The new policy is a direct challenge to neighbouring Pakistan, where madrassas have been a key recruiting ground for the Taliban.
The Speaker of the Upper House of the Afghan parliament, Sibghatullah Mujadidi, says: "In Pakistan some of our students are studying religious subjects and they have been also trained for terrorism.
"If we have enough madrassas in Afghanistan, there will be no need for students to go to Pakistan. They will study here and real moderate Islam will be taught to them."
Dr Mujadidi was speaking at the laying of a foundation stone for new buildings in one of Kabul's oldest madrassas, funded by the reform programme. The aim is to build a state-funded madrassa in every province in the country, as a spearhead of the new policy.
But many madrassas are opposed to the reforms. At the core of their teaching students learn the Koran by rote, and they say they have no time to learn anything other than the ways of Islam - widening the curriculum as the government wants, would dilute the learning.
So there would be no one wise enough to issue fatwas, legal religious orders.
The Dean of one of these madrassas Mullah Rahimullah Azizi says that if they are forced to introduce other subjects then some of his students will go to learn in madrassas in Pakistan.
"A religious student may want to qualify in Afghanistan. But if he sees there is no way to do that properly here, then he has no option but to go abroad.
"And he gets hatred in his heart. He thinks although I have an Islamic government, I do not have the opportunity to study. He will turn against the government, and problems will be created," says Mullah Rahimullah Azizi.
But in this battle for the minds of the next generation, the government believes the flow of students will be the other way.
The Minister Mr Atmar says if they get the reforms right, more Afghans will want to be educated in Afghanistan.

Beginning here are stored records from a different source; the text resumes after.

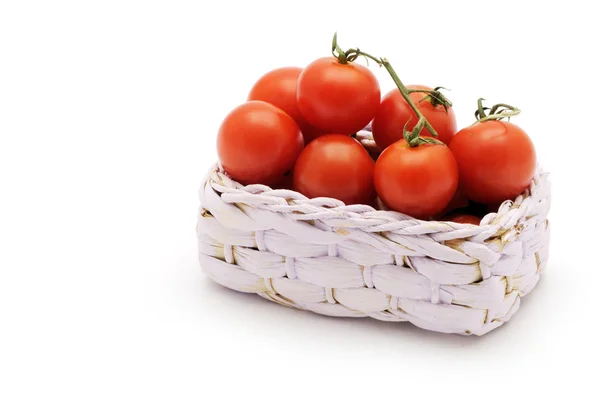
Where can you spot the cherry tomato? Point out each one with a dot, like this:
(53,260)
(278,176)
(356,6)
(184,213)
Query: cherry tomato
(418,181)
(464,219)
(496,160)
(278,87)
(258,143)
(337,98)
(458,201)
(335,166)
(394,112)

"In Pakistan across the border with Afghanistan there are around 15,000 madrassas, and around 1.5m students are enrolled there. If we invest adequately, and according to the policy of the government of Afghanistan, in our madrassa system, to a large extent those Afghans who are now being taught in madrassas across the border will come back to their own country," said Mr Atmar.
The other main problem is the lack of resources to carry out the reforms.
The government is struggling to fund the building of standard state schools and has failed to win new funding for its reform of madrassas.
Donations from western military sources have filled some of the gap, but the Dean of a madrassa that does want to reform, Abdul Salaam Abed, said: "I know that they want to raise the syllabus and teaching up to international standards.
"But we do not have the capability for that. We may be getting a new syllabus, and that is good.
"But to implement it requires teachers and books, etc. We do not have that. In the madrassas, even if the new syllabus comes, there is no equipment for it. This is our main problem."